Donating life insurance as a charitable contribution can be a meaningful way to support causes, such as helping Bnei Torah whose incomes are below a certain threshold. To make this donation eligible for a tax deduction, there are several steps you can follow:

1. Choose the Right Charity:

You can donate to Home Safe Home, a registered 501(c)(3) organization, or any other qualified nonprofit. The charity must be recognized by the IRS as tax-exempt, ensuring that your donation is eligible for a deduction.

2. Donate an Existing Life Insurance Policy:

  • You can transfer ownership of an existing life insurance policy to the charity.
  • The charity becomes both the owner and beneficiary of the policy.
  • The premiums you’ve already paid can be tax-deductible, and if you continue to pay future premiums, those payments are also deductible.

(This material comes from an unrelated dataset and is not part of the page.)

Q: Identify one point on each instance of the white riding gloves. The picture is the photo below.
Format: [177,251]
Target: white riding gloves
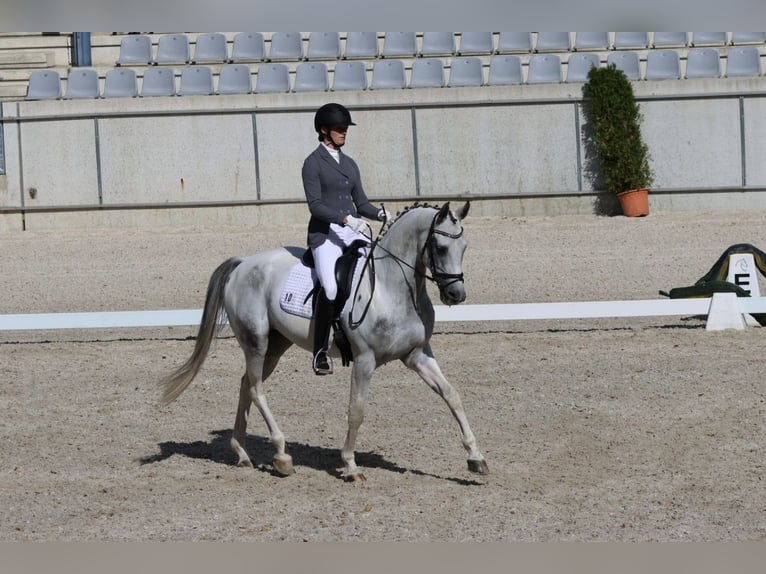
[357,224]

3. Purchase a New Life Insurance Policy:

  • You can donate funds to the charity to purchase a new life insurance policy for eligible Bnei Torah (those who fall below the income threshold).
  • The charity must be the owner and beneficiary of the policy.
  • The premiums paid by the charity (using your donation) are not deductible by the charity, but your initial contribution is.

4. Designate the Charity as a Beneficiary:

  • Instead of transferring ownership, you can simply name the charity as the beneficiary of your policy.
  • This will not offer an immediate tax deduction, but it ensures that the charity receives the proceeds upon your passing.

5. Document the Donation:

To ensure the donation qualifies for a tax deduction:

  • Get a written acknowledgment from the charity confirming the donation.
  • You’ll also need to file Form 8283 if the donation’s value exceeds $5,000.

Consult with Legal and Tax Professionals:

To ensure everything is handled correctly, consult with a tax advisor or attorney who specializes in charitable donations and life insurance. They can help maximize your deductions and ensure compliance with IRS rules.